Şu halde genel tasnifimiz şöyle özetlenebilir:

Türküler:
1- Halk Türküsü 2- Fert Türküsü

Âşık tarzı ürünler:
1- Müziği anonim olanlar 2- Müziği ferdî olanlar
Şeklinde tasnif edilebilirler.
____________________________________
* TRT İzmir Radyosu THM Ses Sanatçısı
1 Bkz. Cemil Demirsipahi, Türk Halk Oyunları, Türkiye İş Bankası Kültür Yayınları:148 Ankara, 1975.
2 Bkz. Yard. Doç. Dr. Sait Evliyaoğlu - Şerif Baykurt, Türk Halk Bilimi, Ofset Matbaacılık, Ankara, 1987. s. 25.
3 Prof. Dr. şükrü Elçin, Halk Edebiyatı Araştırmaları 1, Akçağ Yayınları, 2. Babkı, Ankara, 1997, s.2.
4 Fuad Köprülü Türk Edebiyatında İlk Mutasavvıflar, Diyanet İşleri Başkanlığı Yayınları, No: 18, Ankara, 1976, ss. 174 - 255.

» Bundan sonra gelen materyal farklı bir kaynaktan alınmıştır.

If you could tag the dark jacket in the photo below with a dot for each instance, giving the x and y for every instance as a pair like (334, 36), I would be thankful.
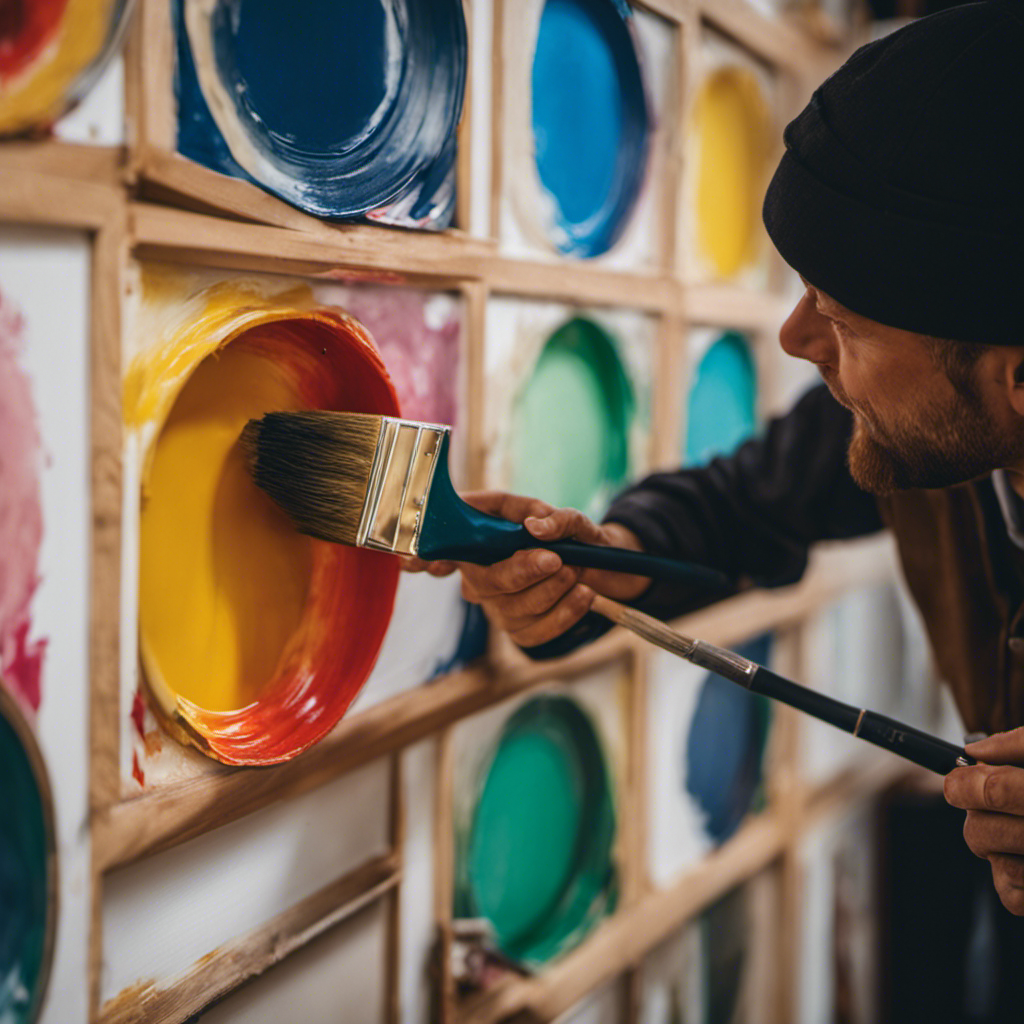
(755, 514)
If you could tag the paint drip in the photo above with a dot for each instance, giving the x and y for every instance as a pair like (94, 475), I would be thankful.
(20, 515)
(732, 138)
(591, 122)
(722, 406)
(725, 748)
(254, 639)
(51, 52)
(546, 795)
(27, 872)
(572, 419)
(259, 98)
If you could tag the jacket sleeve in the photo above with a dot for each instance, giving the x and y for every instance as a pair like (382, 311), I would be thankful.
(754, 514)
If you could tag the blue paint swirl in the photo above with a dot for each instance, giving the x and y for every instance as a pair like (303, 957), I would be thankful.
(351, 107)
(591, 121)
(722, 401)
(725, 745)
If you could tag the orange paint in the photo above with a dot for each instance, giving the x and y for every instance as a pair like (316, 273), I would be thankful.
(254, 639)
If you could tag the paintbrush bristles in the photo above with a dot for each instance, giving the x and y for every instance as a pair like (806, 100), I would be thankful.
(315, 466)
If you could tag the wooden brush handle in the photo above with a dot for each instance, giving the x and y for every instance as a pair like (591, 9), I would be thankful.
(921, 748)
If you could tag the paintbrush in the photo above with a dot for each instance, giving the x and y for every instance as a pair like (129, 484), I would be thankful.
(381, 482)
(921, 748)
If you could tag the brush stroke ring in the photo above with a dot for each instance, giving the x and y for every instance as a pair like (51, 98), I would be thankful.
(338, 109)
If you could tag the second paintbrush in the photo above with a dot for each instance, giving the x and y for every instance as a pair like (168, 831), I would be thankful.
(381, 482)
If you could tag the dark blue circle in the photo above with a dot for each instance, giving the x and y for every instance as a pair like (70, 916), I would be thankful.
(591, 122)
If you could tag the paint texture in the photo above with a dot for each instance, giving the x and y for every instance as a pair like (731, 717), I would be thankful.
(537, 861)
(340, 109)
(20, 515)
(590, 120)
(571, 421)
(27, 870)
(51, 51)
(731, 125)
(254, 640)
(722, 403)
(725, 748)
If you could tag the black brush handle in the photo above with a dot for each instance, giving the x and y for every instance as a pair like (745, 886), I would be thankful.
(921, 748)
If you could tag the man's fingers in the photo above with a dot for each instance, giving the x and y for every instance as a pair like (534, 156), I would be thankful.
(523, 569)
(1008, 875)
(1000, 749)
(987, 833)
(986, 787)
(563, 615)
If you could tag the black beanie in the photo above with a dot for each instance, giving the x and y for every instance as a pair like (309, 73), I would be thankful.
(901, 190)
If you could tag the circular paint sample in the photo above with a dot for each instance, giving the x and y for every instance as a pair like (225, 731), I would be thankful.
(590, 120)
(732, 128)
(725, 748)
(538, 858)
(28, 869)
(721, 410)
(256, 639)
(337, 108)
(572, 421)
(51, 51)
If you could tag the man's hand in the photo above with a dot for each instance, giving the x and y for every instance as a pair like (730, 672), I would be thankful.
(532, 596)
(992, 795)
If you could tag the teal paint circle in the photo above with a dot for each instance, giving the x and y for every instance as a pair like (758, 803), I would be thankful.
(27, 869)
(537, 858)
(572, 421)
(722, 404)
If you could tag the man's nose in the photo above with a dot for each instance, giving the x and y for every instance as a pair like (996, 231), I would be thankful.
(806, 334)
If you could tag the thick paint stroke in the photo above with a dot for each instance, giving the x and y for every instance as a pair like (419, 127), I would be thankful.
(537, 861)
(732, 133)
(722, 406)
(27, 883)
(725, 748)
(51, 51)
(260, 97)
(591, 122)
(281, 348)
(20, 514)
(572, 421)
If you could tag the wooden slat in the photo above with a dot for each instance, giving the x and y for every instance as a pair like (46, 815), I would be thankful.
(227, 967)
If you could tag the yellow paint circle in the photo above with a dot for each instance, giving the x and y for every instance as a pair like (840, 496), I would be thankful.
(223, 576)
(731, 135)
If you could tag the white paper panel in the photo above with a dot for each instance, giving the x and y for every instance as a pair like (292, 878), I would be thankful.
(46, 275)
(163, 913)
(338, 979)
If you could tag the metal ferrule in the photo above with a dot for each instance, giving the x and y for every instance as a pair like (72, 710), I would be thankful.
(399, 484)
(726, 663)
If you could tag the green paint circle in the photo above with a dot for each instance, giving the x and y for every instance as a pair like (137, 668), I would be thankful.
(537, 861)
(723, 399)
(27, 869)
(572, 421)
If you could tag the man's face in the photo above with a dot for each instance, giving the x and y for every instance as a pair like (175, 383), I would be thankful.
(913, 427)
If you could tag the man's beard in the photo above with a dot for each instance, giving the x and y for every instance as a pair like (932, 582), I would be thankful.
(944, 443)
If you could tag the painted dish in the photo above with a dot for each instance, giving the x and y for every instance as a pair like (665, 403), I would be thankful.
(572, 421)
(51, 52)
(254, 639)
(591, 122)
(28, 869)
(537, 860)
(732, 137)
(725, 748)
(340, 109)
(722, 406)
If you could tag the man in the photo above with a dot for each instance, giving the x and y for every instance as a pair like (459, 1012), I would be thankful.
(899, 201)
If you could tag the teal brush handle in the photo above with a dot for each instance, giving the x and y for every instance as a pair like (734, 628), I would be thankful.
(456, 531)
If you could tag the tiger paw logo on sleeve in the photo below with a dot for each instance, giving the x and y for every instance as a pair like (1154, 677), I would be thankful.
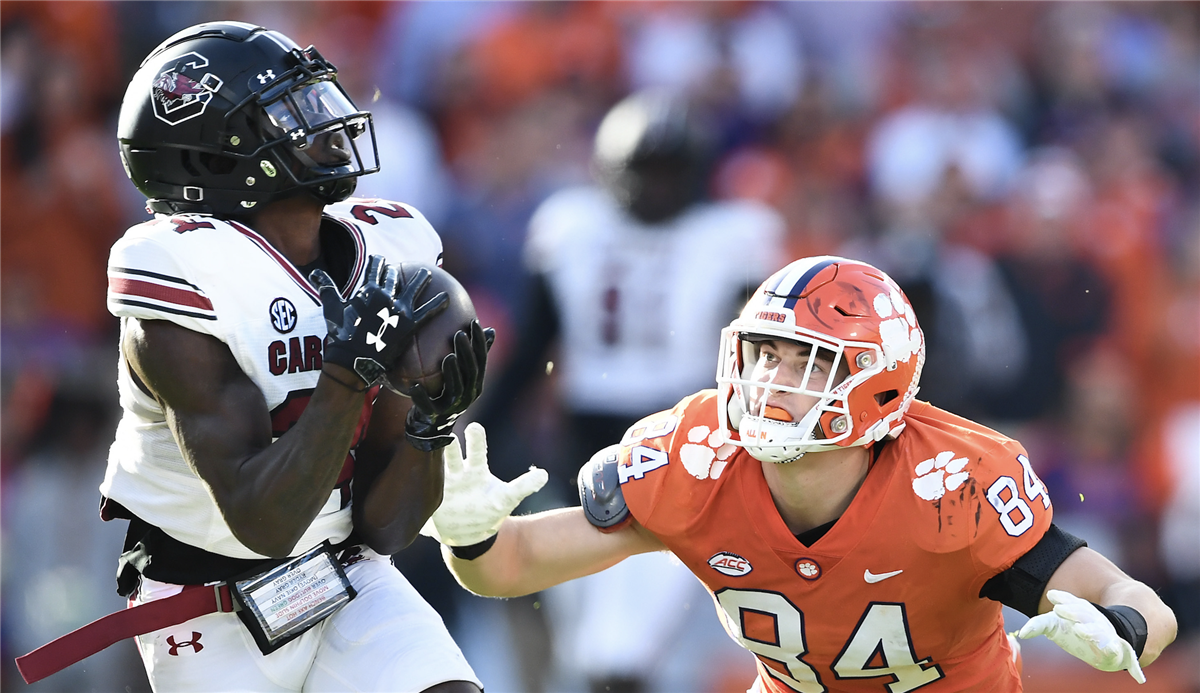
(939, 475)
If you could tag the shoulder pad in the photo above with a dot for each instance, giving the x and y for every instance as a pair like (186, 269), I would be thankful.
(604, 504)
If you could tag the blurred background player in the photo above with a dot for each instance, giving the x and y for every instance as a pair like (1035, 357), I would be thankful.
(631, 281)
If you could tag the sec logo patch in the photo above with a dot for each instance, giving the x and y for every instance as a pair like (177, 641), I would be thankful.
(808, 568)
(283, 315)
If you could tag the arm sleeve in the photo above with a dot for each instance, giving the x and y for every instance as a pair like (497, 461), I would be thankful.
(1023, 584)
(147, 281)
(1014, 510)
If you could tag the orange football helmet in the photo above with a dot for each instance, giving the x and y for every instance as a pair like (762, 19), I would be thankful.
(845, 312)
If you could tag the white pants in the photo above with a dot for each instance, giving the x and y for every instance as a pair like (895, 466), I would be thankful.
(388, 638)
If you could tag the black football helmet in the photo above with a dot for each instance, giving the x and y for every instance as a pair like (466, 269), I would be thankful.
(223, 118)
(653, 152)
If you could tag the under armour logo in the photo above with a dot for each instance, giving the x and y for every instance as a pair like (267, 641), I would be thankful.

5 Geniş bilgi için bkz. Hüseyin Yaltırık, “Trakya Bölgesi Tasavvufî Halk Müziğinde Güfte-Beste İlişkisi” E.Ü. Sosyal Bilimler Enstitüsü (Doktora tezi), İzmir, 2000, s.1.
6 Elçin, a.g.e., s.4.
7 Burada ‘lehçe’ tabiri bilerek kullanılmıştır. Çünkü Azerî lehçesi de Anadolu lehçesi de Türk Dilinin birer lehçesidir. Lehçe bir dilin farklı coğrafyalarda kullanım farklılığını ifade eden bir terimdir. Şive, bir dilin aynı lehçesi altında geniş bölgelerdeki kullanım farklılığını ifade eden bir terimdir: Ege şivesi, Karadeniz şivesi, Rumeli şivesi vb. Ağız ise, bir şivenin kullanıldığı yerlerde dilin kullanılmasındaki daha küçük farklılıkları ifade eden bir terimdir. Meselâ belli bir şive ile konuşulan Ege’de Denizli ağzı ile Muğla ağzı farklıdır. Karadeniz şivesi içinde Trabzon ağzı ile Rize ağzı farklıdır. Rumeli şivesi ile konuşulan yerlerde meselâ Gümülcine ağzı ile Kırcali ağzı, Üsküp ağzı ile Prizren ağzı birbirlerinden çok farklıdır. Gümülcineli bir kimse”Getir mari sufraları kuralım burayı, ağacın köküne de bürekleri yeyelim” derken, Prizrenli birisi “Cetir more sofralari çuralım buraya, agacın çüküne da bürekleri yiyelım” der. Makedonya’da bir Üsküplü ise bu cümleyi çöyle söyler: “Getır mori sofralari kuralım buraa, agacın köküne da böreklerı yiyelım”.
 ‘Sümmani ağzı’ gibi tanımlar ise daha çok bir aşığın üslup ya da tavrını (biçemini) ifade için kullanılmıştır. O ustanın çalış-söyleyiş stilini (tavrını) tanımlamak ve kullandığı ezgi tipini belirtmek için yeğlenen bir deyimdir. Edebiyattan çok müziğin icrasına yönelik bir biçemi tanimlar.